What’s A Muse? by Deb Eve

img_2568Muse, schmooze! I’ve got credit card debt to pay down and an agent impatient for my next proposal. I don’t have the luxury of waiting for some ephemeral muse to inspire me; I’ve got two adolescents hurtling head-on toward college tuitions in the not-too-distant future.

The truth is, I never thought about the concept of a muse. Never imagined that I had some sort of artistic angel sitting on my shoulder. I always just had to write. I did it for years as a hobby. Secretly at first – a closet writer – and then became just a bit more bold, sending off a few pieces here and there. But that was always an afterthought. The writing itself was the thing I felt compelled to do.

When I was a kid, these compulsions would emerge as poems that I’d leave on my parents bed at night. Then later on, the usual angst-filled prose that filled my journals, the occasional love poem dedicated to the heart-throb of the moment. The poetry eventually tapered off. And then came the political and social commentaries – essays and op-ed pieces that I still submit to my local papers and even a few radio commentaries that got aired on our local public radio station. I don’t think it had anything to do with a muse, per se, but these pieces all HAD to be written. When one of these pieces was bubbling up inside of me, I swear, I could go without food, water or sex longer than I could go without writing. Often I’d sit down to write – not even sure what it was I was going to say until the thing I NEEDED to say emerged, perfectly formed on the page.

And then there was the book. People ask why it took so long to write the book. And the real question is, why oh why, against all odds, did I keep at it for as long as I did and not just throw in the towel? And the answer is, I HAD to write this book. It would not let me go. I don’t know … is that a muse?

So now, as I consider my career after THE BOOK I HAD TO WRITE, I wonder what happens next? Oh, there are books brewing – four or five of them in various stages (and yes, if my agent is reading this, the proposal for Book 2 is first among them). But this is an unfamiliar feeling for me: writing without that urgency of something that I just have to write.
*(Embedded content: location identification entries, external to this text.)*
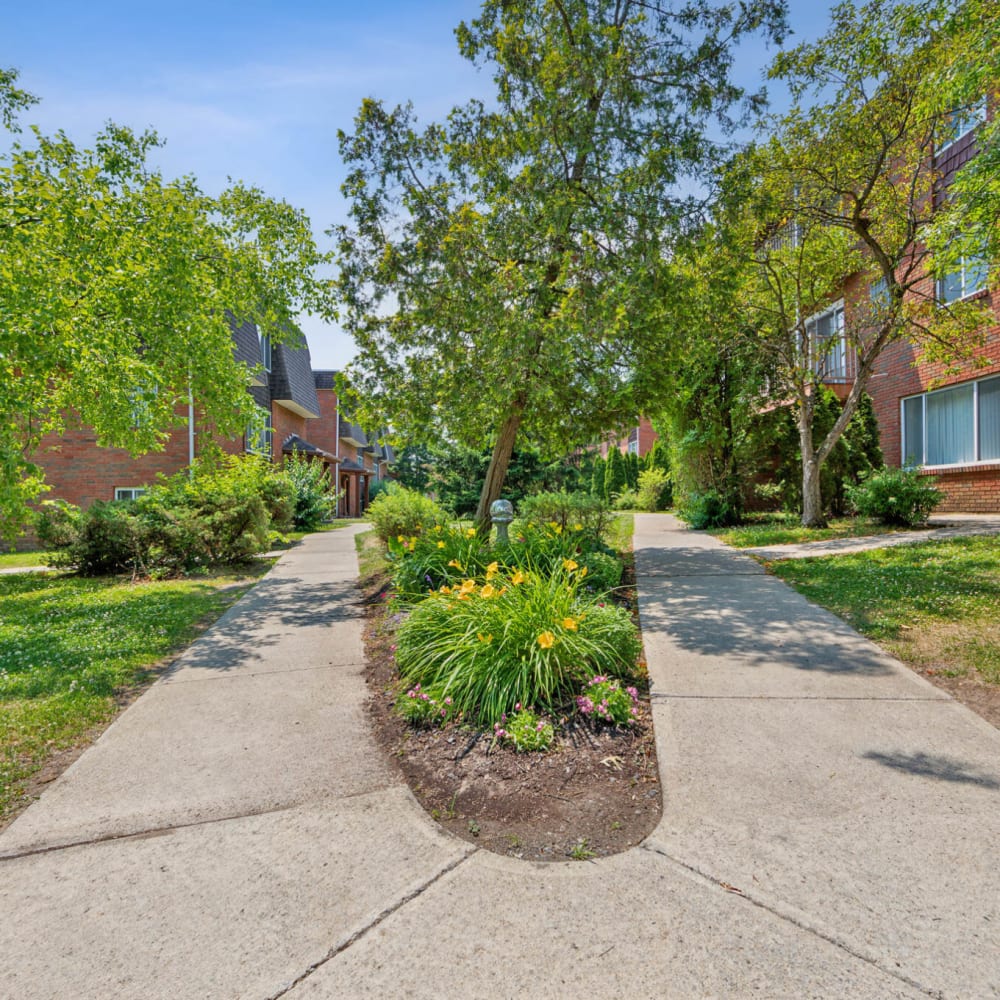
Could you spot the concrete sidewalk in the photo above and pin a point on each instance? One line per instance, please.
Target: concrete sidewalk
(829, 829)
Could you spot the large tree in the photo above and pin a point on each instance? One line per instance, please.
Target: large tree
(499, 265)
(115, 287)
(846, 194)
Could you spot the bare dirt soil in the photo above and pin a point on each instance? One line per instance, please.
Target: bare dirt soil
(595, 793)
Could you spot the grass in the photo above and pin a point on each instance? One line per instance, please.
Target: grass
(935, 605)
(784, 529)
(70, 647)
(619, 533)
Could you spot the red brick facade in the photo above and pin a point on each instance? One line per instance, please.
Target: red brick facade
(972, 488)
(639, 439)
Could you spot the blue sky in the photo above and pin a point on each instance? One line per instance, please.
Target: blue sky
(256, 91)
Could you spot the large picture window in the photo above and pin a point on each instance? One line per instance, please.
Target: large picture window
(959, 425)
(826, 343)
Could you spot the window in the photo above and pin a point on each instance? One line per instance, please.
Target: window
(878, 294)
(959, 425)
(141, 402)
(826, 344)
(959, 124)
(258, 436)
(967, 280)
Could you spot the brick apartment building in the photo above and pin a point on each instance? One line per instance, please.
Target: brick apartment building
(947, 423)
(297, 411)
(636, 440)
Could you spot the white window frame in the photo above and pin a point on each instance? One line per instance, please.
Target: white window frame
(967, 264)
(976, 440)
(966, 120)
(820, 361)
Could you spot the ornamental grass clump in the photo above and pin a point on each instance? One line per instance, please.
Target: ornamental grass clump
(434, 556)
(524, 731)
(521, 637)
(605, 701)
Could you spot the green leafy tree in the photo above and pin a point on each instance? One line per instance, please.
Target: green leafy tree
(114, 290)
(847, 189)
(712, 371)
(496, 270)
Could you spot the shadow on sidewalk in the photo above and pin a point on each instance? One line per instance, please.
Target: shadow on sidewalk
(751, 618)
(934, 766)
(255, 623)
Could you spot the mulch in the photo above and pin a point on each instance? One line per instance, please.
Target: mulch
(595, 792)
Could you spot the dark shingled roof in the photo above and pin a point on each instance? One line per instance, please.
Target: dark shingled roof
(292, 382)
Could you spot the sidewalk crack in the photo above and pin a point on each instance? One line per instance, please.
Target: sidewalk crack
(362, 931)
(163, 831)
(800, 924)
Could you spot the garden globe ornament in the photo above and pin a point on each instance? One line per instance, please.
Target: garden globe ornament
(501, 514)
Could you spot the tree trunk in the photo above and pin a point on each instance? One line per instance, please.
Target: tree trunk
(496, 473)
(812, 463)
(812, 497)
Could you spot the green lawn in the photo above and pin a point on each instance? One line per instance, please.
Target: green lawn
(68, 645)
(784, 529)
(934, 605)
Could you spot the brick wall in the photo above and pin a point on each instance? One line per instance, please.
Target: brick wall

Unless of course, you consider the bills, the kids’ college tuitions and the like. I don’t know. That can be my muse?

Gotta get to work now.
~Deb Eve

4 Replies to “What’s A Muse? by Deb Eve”

  1. It’s funny–I think we’re all a bit skeptical about “the muse.” I guess we’ve learned the hard way that waiting for inspiration to tap you on the shoulder means your book doesn’t get done by the deadline…

  2. I know that “gotta write this” feeling, Eve, and it has been tempered of late, for me. I don’t think the urgency is gone so much as that fire is cooled off by knowing how much work is ahead, in revision, fine-tuning. As a teen-ager, I’d tear off for the typewriter and pound away, certain that what I had was instantly brilliant. Now, I still get great ideas, but I’m well aware of all the ways those ideas can go awry!

  3. I think you’ve got a muse hidden somewhere inside you, Eve. Otherwise, you wouldn’t have written such an insightful book. Now get to work on Book 2!